Wednesday, April 04, 2012

Parenting is Hard

A few weeks ago at church, an elderly gentleman visiting from the States was our guest preacher. He has been a child psychiatrist for decades and has 5 kids of his own. Given his background, I was hopeful that his message about parenting would be full of wisdom and encouragement. The two main points were, "Parenting isn't hard," and "The goal is not to give your kids a happy childhood. It's to raise them to be good people."

I wanted to throw things at him.

His reasoning was that God has made it abundantly clear in scripture how we should raise our children, so if we just do what the Bible says they'll turn out fine. It reduces the Bible to a guidebook, and parents to people who either follow the guidelines or not. If your kids don't turn out well in this reasoning, you have no one to blame but yourself. This reasoning doesn't account for the fact that we are sinners raising sinners in a fallen world, with an enemy focused on our demise. This reasoning is both naive and discouraging. If I pretend these realities don't exist, I will berate myself when I find that parenting isn't easy. Now I'm not denying the other great reality which is that God is on our side, and He will fight for us. But I don't think it does us any good to minimize the truth of the battle. Parenting is hard. It's crazy hard. It's "what have I gotten myself into?" kind of hard. Even with God on my side. I can't imagine doing it without Him.

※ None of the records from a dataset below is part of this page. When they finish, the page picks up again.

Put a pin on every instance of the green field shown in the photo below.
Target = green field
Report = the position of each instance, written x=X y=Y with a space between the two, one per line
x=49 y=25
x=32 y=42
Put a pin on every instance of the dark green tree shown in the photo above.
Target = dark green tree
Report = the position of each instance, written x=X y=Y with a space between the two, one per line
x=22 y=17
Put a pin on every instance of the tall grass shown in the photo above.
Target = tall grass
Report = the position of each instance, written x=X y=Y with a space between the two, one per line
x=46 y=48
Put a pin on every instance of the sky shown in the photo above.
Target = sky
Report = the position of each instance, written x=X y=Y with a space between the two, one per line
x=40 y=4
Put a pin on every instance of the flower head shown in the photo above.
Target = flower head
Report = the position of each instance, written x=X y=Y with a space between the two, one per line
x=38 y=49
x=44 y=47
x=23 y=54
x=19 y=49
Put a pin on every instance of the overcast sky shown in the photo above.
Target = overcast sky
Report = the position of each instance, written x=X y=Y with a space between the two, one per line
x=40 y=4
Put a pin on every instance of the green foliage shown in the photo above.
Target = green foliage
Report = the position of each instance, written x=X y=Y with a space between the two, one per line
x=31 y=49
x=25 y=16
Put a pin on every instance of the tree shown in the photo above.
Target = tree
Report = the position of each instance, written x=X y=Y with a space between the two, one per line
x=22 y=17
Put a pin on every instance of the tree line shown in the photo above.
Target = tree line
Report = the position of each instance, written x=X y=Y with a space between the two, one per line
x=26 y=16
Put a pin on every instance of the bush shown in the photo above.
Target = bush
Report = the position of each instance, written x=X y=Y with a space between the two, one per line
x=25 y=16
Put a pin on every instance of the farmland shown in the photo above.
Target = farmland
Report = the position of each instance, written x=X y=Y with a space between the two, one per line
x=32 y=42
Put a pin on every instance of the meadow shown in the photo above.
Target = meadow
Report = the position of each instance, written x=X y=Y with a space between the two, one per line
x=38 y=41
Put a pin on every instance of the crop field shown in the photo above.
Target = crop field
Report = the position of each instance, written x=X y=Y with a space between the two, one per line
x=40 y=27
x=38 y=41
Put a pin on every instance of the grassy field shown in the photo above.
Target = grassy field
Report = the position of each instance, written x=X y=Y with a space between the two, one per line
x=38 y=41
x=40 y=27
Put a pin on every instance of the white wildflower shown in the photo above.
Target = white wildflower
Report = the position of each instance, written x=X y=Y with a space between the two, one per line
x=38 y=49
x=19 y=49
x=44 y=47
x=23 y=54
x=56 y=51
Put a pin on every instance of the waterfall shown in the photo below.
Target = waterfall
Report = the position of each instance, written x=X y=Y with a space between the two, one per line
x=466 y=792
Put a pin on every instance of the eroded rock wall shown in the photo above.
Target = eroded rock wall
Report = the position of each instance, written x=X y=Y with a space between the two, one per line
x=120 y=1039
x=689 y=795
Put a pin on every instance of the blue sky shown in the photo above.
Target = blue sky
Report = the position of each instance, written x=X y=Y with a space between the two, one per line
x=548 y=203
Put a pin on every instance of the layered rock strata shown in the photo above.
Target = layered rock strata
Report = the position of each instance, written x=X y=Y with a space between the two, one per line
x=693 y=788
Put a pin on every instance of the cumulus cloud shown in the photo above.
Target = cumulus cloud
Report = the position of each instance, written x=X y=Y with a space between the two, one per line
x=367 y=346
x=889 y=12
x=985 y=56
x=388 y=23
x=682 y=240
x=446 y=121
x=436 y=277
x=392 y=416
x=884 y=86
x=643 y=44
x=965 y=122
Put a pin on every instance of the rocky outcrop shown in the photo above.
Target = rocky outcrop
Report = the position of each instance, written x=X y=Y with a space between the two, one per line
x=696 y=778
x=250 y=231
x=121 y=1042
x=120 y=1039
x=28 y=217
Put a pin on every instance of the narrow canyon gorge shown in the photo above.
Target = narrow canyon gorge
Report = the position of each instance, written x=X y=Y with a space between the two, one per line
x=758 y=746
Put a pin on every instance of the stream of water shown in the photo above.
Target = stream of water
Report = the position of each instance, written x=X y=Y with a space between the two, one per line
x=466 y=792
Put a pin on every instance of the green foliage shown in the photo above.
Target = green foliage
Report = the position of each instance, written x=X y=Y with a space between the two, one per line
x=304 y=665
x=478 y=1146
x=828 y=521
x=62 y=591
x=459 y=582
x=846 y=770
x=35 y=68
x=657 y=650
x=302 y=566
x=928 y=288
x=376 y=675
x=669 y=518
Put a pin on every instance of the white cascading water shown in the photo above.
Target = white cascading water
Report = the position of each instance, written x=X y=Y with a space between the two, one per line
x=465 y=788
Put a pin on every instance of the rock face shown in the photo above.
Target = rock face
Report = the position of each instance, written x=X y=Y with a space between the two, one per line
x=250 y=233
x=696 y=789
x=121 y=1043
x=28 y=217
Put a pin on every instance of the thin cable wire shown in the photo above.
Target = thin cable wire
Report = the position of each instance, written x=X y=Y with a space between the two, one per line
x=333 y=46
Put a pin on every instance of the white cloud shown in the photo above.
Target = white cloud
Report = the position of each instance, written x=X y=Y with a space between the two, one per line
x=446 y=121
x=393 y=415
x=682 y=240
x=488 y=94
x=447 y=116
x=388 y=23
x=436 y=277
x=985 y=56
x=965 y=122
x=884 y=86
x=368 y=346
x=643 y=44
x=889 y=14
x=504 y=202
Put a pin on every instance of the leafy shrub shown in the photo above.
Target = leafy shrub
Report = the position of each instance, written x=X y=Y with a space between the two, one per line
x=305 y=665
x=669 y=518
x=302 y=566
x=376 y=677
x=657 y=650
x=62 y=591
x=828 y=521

And then there's his second point. Now I agree that the goal is not to give our kids a happy childhood. But my goal is far beyond making my kids "good people." As Ravi Zacharias said, "Christianity is not about making bad people good. It's about making dead things alive." I have come to believe that the greatest thing I do for my kids is not to teach them rules for living, but to show them how desperately we all need Jesus, and how abundant is His salvation for our need.

Doing that means we have days like today when it's hard. Hard with a capital H. Days when our sin natures clash like in some epic battle, swords clanging, over things as seemingly trivial as Latin homework and piano practice. I could be discouraged and wonder, "Why is this so hard? What am I doing wrong?" Or I could remind myself that this is where we learn. This is when we grow. This is where we recognize that we sin, and we confess, and we receive forgiveness from Him and each other. This is when we have the opportunity to become not good people but dependent people, who are not learning a list of rules but learning how to live by the Spirit.


3 comments:

laura said...

oh this so resonates with me... our "church" (small group of four young families) just finished the opposite - a 90 minute dan allender talk on parenting that was amazing. we split it into two weeks and it was life-giving! and sounded a bit like your post.... life through death, parenting is a means of death, and finding life - for us and our kids.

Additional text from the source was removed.